Putting carbon exchange into a global perspective, humans generate about six Giga tonnes per year from burning fossil fuels, whereas plant respiration is responsible for ten times this, at about 60 Gt/yr. This is potentially worse in a warmer world if (as is widely reported) physiologically-active plants double their respiratory rate with each 10°C rise. Will this lead to a runaway greenhouse effect? Or, instead, are there systematic differences in plant respiration between functional groups that need to be accommodated in a global model? This important question forms part of the research of the Functional Ecology Group.
Through extensive experimentation with grasses, forbs, shrubs and trees the Functional Ecology group has confirmed the likelihood of a short-term rise in plant respiratory activity with increased temperature.

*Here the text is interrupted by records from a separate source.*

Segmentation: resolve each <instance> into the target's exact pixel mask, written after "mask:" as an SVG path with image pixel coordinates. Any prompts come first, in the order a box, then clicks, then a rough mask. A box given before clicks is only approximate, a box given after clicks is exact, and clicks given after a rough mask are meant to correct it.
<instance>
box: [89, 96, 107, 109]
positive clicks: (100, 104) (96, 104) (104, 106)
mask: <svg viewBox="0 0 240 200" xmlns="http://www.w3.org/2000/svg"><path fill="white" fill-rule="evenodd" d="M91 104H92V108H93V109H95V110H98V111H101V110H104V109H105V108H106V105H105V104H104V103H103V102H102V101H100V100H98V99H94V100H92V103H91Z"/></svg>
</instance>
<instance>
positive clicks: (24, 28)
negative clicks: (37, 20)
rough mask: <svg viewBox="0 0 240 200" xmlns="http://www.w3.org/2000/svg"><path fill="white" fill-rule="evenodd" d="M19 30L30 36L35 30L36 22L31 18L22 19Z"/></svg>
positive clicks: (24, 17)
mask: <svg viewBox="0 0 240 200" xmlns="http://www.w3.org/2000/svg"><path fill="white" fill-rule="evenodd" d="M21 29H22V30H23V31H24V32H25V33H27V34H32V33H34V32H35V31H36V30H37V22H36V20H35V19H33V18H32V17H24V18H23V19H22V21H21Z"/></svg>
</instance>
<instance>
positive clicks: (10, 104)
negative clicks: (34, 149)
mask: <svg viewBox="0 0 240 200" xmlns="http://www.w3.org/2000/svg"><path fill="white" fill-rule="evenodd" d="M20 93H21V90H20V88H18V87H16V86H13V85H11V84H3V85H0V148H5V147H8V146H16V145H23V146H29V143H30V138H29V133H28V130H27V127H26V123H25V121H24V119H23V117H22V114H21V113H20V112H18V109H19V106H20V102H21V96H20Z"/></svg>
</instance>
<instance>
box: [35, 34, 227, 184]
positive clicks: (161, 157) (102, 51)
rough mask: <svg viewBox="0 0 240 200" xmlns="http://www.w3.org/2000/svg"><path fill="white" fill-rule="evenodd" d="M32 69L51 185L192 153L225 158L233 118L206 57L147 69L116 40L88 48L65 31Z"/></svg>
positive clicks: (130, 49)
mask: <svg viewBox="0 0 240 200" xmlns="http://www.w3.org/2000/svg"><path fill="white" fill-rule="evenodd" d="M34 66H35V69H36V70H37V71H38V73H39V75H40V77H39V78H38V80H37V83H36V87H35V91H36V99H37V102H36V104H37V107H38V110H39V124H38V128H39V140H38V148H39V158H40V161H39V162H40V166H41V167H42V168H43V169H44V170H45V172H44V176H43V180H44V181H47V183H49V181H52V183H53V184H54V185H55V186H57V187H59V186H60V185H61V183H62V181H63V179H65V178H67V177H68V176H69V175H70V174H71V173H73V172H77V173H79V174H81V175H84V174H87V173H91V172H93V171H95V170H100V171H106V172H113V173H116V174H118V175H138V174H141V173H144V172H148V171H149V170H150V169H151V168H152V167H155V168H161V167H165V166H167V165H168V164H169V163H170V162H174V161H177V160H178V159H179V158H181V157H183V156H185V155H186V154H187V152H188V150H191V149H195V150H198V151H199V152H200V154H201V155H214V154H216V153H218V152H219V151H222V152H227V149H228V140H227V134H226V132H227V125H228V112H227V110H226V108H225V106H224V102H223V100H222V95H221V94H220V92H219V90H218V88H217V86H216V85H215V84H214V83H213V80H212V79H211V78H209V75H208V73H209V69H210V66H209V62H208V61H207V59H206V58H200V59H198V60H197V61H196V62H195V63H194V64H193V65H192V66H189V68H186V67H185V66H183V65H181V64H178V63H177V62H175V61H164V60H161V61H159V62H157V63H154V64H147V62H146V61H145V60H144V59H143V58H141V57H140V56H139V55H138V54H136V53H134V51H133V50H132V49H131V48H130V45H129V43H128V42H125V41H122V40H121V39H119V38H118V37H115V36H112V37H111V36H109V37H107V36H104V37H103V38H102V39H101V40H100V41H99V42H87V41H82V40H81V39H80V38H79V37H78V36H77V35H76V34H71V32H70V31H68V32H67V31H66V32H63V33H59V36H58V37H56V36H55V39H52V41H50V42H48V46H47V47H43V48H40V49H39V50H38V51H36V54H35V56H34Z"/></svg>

However, with longer-term monitoring, the group noticed that plants acclimatised to their new temperature regime, and in so doing, constrained their long-term respiratory loss of carbon during growth and survival.
For example, an arctic plant, grown at sub-optimal low temperature, shows a heightened response whereas a tropical plant held under supra-optimal high temperature, shows a diminished response to further warming. In both cases, respiratory costs of growth and survival eventually return to a homeostasis where carbon costs (respiration) become scaled to rates of net carbon gain (growth) - a relationship linked with functional type, and thus the carbon cost of sustaining growth in diverse environments.
Consequently, in a generally warmer world, the relative importance of carbon losses from arctic versus tropical biota will change, but not in a generic fashion that would otherwise lead to a runaway greenhouse effect. From this work a global mosaic of respiratory response to increased temperature seems more likely. Unfortunately for climate modellers, this will mean added complication in having to accommodate these functional groups in their predictions for changes in global climate during coming decades.